So what? You are not a programmer by profession and therefore are excused 🙂 Heck, everyone writes ugly hacks that just get the work done. By not sharing your code, you are missing out the opportunity of finding help that will make it better (in the sense of not being an ugly hack anymore).
These days I’m dealing with a piece of code written by a Physicist. Yes it is ugly. But you know what it works! Can I make it look better? I think so, I try to. Who will benefit if I succeed? We all are.

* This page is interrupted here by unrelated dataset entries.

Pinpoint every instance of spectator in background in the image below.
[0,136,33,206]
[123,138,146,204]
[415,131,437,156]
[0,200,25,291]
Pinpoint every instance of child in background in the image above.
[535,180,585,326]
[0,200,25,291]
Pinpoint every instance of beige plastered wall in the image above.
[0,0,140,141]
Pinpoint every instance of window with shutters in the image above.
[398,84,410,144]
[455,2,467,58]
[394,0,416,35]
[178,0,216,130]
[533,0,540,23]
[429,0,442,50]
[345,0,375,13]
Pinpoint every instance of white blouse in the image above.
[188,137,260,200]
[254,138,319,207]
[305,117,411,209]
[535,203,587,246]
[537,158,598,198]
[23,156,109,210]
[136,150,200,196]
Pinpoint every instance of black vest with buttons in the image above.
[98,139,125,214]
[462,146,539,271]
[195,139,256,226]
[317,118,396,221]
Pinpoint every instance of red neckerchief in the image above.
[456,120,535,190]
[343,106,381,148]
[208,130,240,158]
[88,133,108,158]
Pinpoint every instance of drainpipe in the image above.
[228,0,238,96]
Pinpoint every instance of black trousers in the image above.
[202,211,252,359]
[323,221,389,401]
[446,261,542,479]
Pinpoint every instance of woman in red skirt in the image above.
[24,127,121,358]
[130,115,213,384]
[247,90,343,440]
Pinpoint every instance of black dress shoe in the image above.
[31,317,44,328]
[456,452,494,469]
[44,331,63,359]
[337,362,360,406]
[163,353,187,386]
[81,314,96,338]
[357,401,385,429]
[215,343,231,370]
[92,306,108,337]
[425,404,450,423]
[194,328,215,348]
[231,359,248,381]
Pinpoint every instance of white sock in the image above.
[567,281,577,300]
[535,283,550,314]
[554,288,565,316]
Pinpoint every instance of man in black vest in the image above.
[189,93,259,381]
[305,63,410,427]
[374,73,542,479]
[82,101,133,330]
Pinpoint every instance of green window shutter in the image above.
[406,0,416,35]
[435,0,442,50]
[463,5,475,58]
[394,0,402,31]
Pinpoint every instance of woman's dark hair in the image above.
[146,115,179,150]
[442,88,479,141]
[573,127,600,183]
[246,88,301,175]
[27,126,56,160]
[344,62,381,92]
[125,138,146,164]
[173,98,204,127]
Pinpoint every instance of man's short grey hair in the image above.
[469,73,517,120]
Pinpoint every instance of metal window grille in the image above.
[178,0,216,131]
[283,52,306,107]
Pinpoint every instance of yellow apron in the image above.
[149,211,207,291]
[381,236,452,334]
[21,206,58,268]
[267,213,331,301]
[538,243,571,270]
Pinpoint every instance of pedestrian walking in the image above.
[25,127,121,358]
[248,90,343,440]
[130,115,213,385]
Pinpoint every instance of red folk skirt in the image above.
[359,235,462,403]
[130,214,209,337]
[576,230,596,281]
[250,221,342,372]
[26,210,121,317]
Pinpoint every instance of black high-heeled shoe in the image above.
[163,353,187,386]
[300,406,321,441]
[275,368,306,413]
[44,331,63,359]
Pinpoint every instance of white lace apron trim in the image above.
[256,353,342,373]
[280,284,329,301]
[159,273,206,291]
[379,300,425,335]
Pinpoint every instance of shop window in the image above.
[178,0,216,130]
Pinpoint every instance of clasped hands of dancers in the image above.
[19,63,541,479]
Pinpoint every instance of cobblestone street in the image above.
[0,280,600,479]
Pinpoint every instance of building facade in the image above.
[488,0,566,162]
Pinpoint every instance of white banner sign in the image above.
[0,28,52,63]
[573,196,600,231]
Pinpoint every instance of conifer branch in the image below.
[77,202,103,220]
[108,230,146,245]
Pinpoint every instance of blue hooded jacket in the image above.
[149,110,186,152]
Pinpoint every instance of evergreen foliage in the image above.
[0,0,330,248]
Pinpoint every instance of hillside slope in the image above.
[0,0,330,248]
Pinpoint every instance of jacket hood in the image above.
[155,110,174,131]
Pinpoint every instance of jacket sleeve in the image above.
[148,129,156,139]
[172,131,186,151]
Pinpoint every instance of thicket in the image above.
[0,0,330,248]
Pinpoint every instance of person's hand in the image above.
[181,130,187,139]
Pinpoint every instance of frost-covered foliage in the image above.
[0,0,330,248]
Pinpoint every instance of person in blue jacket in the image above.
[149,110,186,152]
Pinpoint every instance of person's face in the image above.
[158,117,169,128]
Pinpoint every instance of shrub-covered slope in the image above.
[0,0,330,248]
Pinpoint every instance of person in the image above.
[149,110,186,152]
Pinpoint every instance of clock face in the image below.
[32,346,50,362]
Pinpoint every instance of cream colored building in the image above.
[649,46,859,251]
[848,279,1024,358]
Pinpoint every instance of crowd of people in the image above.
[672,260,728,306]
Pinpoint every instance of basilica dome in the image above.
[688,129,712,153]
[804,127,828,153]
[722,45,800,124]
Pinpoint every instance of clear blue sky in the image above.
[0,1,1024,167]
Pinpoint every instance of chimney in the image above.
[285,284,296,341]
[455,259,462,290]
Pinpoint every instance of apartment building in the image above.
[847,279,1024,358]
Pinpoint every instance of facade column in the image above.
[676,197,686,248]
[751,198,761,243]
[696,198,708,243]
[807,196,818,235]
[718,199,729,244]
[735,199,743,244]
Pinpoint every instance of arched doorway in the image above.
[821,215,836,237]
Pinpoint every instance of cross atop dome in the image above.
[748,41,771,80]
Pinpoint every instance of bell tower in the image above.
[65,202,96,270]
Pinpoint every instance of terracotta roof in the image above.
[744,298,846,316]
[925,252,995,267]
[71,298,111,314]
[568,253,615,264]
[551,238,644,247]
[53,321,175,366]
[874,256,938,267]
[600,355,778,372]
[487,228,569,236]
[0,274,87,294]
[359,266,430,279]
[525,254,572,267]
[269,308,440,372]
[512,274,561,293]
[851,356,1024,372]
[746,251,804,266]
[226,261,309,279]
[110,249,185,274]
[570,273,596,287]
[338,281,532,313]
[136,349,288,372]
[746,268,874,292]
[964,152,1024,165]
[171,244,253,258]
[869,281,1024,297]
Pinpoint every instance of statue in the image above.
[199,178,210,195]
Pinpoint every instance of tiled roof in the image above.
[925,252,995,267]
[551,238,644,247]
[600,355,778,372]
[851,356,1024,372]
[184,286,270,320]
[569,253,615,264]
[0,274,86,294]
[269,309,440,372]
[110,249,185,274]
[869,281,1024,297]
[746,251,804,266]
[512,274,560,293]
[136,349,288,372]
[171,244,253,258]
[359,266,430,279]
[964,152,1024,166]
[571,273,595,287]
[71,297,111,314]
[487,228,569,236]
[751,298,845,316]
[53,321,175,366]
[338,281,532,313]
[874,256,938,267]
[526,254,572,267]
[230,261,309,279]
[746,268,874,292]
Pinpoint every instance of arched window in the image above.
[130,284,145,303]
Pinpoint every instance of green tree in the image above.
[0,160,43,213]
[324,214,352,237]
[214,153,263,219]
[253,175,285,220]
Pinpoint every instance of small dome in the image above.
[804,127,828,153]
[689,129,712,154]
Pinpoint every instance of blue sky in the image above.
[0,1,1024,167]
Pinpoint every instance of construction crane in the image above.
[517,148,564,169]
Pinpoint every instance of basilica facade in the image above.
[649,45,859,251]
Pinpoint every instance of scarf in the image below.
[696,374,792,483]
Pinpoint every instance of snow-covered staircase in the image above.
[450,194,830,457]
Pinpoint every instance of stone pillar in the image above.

March 14th, 2011 at 4:00 am
My most public code is the GPL’d OpenSolver for Excel. I felt nervous about my first release, but have now had enough downloads and comments to be pretty sure that it works ok for most people (or perhaps fails so badly that the user gives up immediately!). We are still falling into traps that I’m sure more experienced Excel programmers avoid. For example, I’ve only just appreciated the full complexities of internationalisation; the next version will fix a glitch that shows up only on non-English systems. (These systems display values in the local number format, such as 1,34, but still require Solver parameters – for example the branch and bound tolerance – to be accessed as US-style numeric strings; VBA doesn’t do this by default.) I had assumed my code was going unread until I learnt last week of one user who has made significant customisations; I guess his lack of complaints is a sign that our house is not *too* untidy. Even so, we probably need to make more small releases, even when we know there are still problems, and perhaps accompany each release with a “mea culpa” on the web pages so users know where caution is required.Andrew
March 14th, 2011 at 4:03 pm
[…] mathematical practices, Nuit Blanche ranted wrote about our self-archiving rights, Punk Rock OR mused about sharing code, Goedel’s Lost Letter and P=NP offered hilarious stories about TeX and QED Insight wrote […]
March 14th, 2011 at 4:28 pm
Andrew, Thanks for sharing your OpenSolver code. I am looking forward to checking it out.
March 19th, 2011 at 8:09 pm
Interesting post Dr.McLay.
Sharing code can be a tricky situation, especially when it comes to students. You want the student to learn, but at the same time give them some direction. Here is where I think a pseudo-code would be helpful. The students get to implement it in their favorite programming language. Also if initial assignments are written with a similar modeling pattern, students will start understanding the methodology and catch up. Then future assignments will be a useful tool to test their learning.
With fellow researchers though, code should become more open source. There is no poing re-inventing the wheel. If people can find a better implementation of the algorithm, that is great. They should publish the changes and the entire community could and will benefit.
Just my 2 cents!